Lido's Big Break?
Ethereum's smart contract dominance has been challenged like never before this cycle. The increased concern that Ethereum is losing users to alt L1s like Solana has led some in the community to advocate for a shift in prioritizing technical improvements to the L1 execution layer over increased rollup data availability bandwidth.
This shift would have major ramifications for the network. It would also have interesting impacts on the revenues of various ETH infrastructure protocols. Today, we're digging into how an ETH priority shift could lead to big wins for liquid staking platform Lido and holders of LDO👇
🤖 Optimizing for Execution
Daily Ethereum L1 transactions have held relatively constant at around 1M mark throughout the past four years, yet transaction fee income has collapsed; Ethereum frequently raked in $20M+ in transaction fees per day in early 2021, but has found itself lucky to gross that much for an entire month in 2024.
Despite clear demand for Ethereum-adjacent blockspace demonstrated through the nearly uninterrupted uptrend to realized L2 transactional throughput, Ethereum captures extremely limited revenues from such activities.
As a result of its rollup-centric roadmap, Ethereum is optimized to provide relatively cheap data availability storage for its L2s. This is the only direct service in the rollup relationship for which Ethereum stakers receive payments, and it produces mere fractions of pennies in earnings from every transaction.
While rollups and L2s provide rapid transaction times and low transactions costs, their users lack the same security guarantees as they would receive on the Ethereum L1, where their transactions are processed by a decentralized group of validators and the integrity of the blockchain is maintained by proven economic incentives schemes, like slashing.
Ethereum’s greatest strength lies in its world class settlement guarantees, which guarantees that any user transactions will be reliably processed (assuming they can afford the requisite transaction fee), and many ecosystem thinkers contend that now is time to couple this core competency with improved L1 execution.
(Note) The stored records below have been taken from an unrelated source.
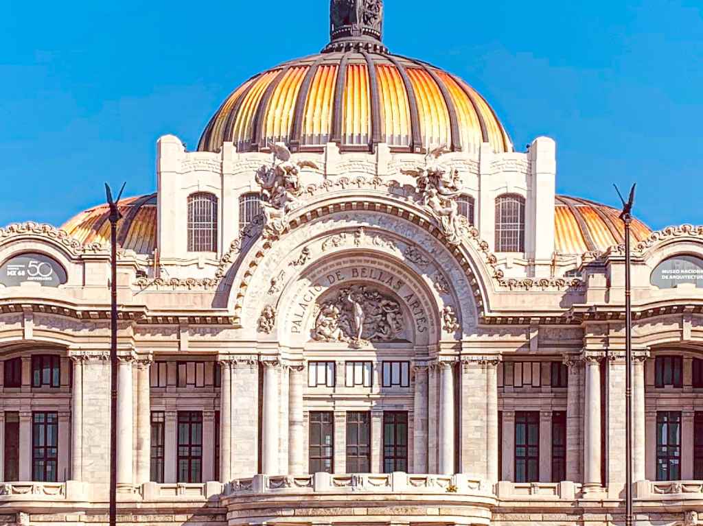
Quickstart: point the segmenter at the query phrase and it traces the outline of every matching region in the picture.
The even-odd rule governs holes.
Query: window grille
[[[217,251],[217,197],[200,192],[188,198],[188,250]]]

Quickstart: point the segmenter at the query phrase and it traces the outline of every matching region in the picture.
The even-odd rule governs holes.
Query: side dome
[[[566,195],[557,195],[555,201],[554,250],[557,254],[581,255],[625,242],[625,228],[617,209]],[[648,237],[652,230],[638,219],[633,219],[630,232],[640,242]]]
[[[138,254],[156,248],[156,194],[128,197],[120,202],[122,219],[117,223],[117,244]],[[101,204],[85,210],[61,226],[82,243],[110,244],[110,209]]]
[[[354,0],[355,4],[358,0]],[[227,98],[200,138],[200,151],[232,142],[256,152],[283,142],[292,151],[336,143],[342,151],[419,153],[445,145],[477,151],[512,151],[510,139],[486,100],[461,79],[388,53],[380,41],[382,3],[357,20],[332,3],[330,39],[323,53],[254,75]],[[352,13],[369,9],[359,5]],[[345,18],[347,17],[347,18]],[[361,21],[360,21],[361,20]]]

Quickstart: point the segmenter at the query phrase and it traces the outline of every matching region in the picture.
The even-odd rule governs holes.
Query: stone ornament
[[[423,204],[439,222],[447,242],[458,245],[468,233],[469,223],[459,213],[456,203],[460,194],[458,170],[447,169],[439,161],[446,151],[444,145],[430,150],[424,167],[401,172],[415,178]]]
[[[319,305],[312,339],[345,342],[359,348],[371,341],[398,341],[404,328],[397,301],[375,289],[355,285]]]
[[[441,319],[443,329],[447,332],[456,332],[460,328],[456,313],[451,305],[448,305],[442,309]]]
[[[280,235],[288,226],[285,216],[298,205],[302,193],[299,174],[300,169],[318,169],[311,161],[290,160],[290,150],[283,143],[271,145],[273,160],[271,166],[259,167],[254,178],[262,188],[262,209],[265,218],[264,235],[267,237]]]
[[[262,315],[259,317],[259,331],[266,334],[270,334],[276,325],[276,309],[273,305],[267,305],[262,310]]]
Although the substantial roadmap departure required to achieve this vision will require some contentious changes – like increased hardware requirements or native parallelization – the implementation of such upgrades could reinvigorate Ether’s faltering narrative strength by making the Ethereum L1 the default landing place for all onchain financial transactions of value.
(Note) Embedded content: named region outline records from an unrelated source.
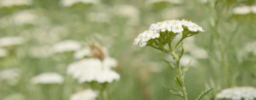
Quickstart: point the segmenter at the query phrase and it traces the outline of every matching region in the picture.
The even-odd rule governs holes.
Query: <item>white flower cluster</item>
[[[235,15],[247,15],[251,13],[256,13],[256,6],[237,7],[233,9],[233,13]]]
[[[72,95],[70,100],[95,100],[97,97],[98,95],[95,91],[86,89]]]
[[[61,3],[65,7],[72,7],[79,3],[84,4],[97,4],[99,2],[99,0],[62,0]]]
[[[13,6],[30,5],[32,0],[1,0],[0,7],[11,7]]]
[[[63,81],[62,76],[56,73],[47,72],[33,77],[33,84],[61,84]]]
[[[74,57],[76,59],[81,59],[84,57],[88,56],[90,57],[92,55],[91,49],[89,47],[84,48],[83,49],[80,49],[76,51],[74,54]]]
[[[26,10],[15,13],[13,15],[13,21],[16,25],[22,25],[27,24],[35,25],[39,20],[37,15],[35,14],[35,11]]]
[[[80,43],[74,40],[66,40],[55,43],[52,47],[53,53],[76,51],[81,49]]]
[[[135,39],[134,44],[144,47],[146,45],[150,39],[158,38],[161,32],[169,31],[179,33],[182,32],[184,28],[187,28],[191,32],[205,31],[201,27],[191,21],[187,21],[184,19],[182,21],[168,20],[152,24],[148,30],[140,33]]]
[[[71,63],[68,68],[68,74],[77,79],[80,83],[91,82],[112,83],[119,80],[120,75],[111,69],[117,65],[114,59],[105,58],[104,61],[99,59],[84,59]]]
[[[218,99],[254,100],[256,99],[256,89],[251,87],[237,87],[223,90],[215,97]]]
🥩 Simple Staking Economics
While an abrupt shift towards execution prioritization appears unlikely at this very moment, it's an attractive pathway forward for the Ethereum ecosystem to consider.
The forward-looking nature of markets means investors often attempt to “front run” each other by positioning themselves to capitalize on a shift well in advance of its actual occurrence, and in such a scenario, LDO could become a leading out-performer in the weeks ahead.
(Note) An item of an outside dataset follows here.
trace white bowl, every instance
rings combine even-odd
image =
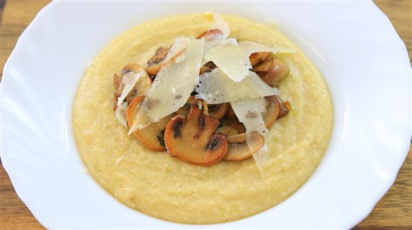
[[[150,18],[214,11],[273,18],[317,66],[333,100],[324,159],[281,204],[242,220],[185,225],[134,211],[90,177],[71,127],[88,63]],[[362,2],[52,2],[19,39],[1,83],[1,159],[40,222],[72,228],[348,229],[393,183],[411,140],[411,66],[388,18]]]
Recent outperformance in LDO price, up 26% off its August 15 relative lows against ETH, indicates that investors may have identified the brewing bull case for this token.
Refocusing on execution will drive an increased number of transactions to the Ethereum L1, particularly the most desirable variety of computationally intensive high-value DeFi transactions. Individual transaction costs may very well decrease, but total fees generated across all transactions can be expected to increase in this scenario, positively impacting the main variable behind Lido revenues: ETH staking yields.
Additionally, assuming that a usable Ethereum L1 results in measurable increases to blockspace demand while producing desirable second-order effects like net Ether deflation, Ethereum could be become the more obvious smart contract platform choice, from both an investment and usability perspective. If the reclamation of this distinction boosts ETH price, Lido will earn even greater dollar-denominated profits at given levels of onchain activity.
While the conversations around shifting Ethereum's roadmap priorities remain early (and contentious!), it's undeniable that these potential shifts could offer some strong incentives to reinvigorate the L1 as a place where real users will happily pay for strong settlement guarantees to transact. If this grandiose vision could be achieved, there is hope that LDO will finally begin to outperform.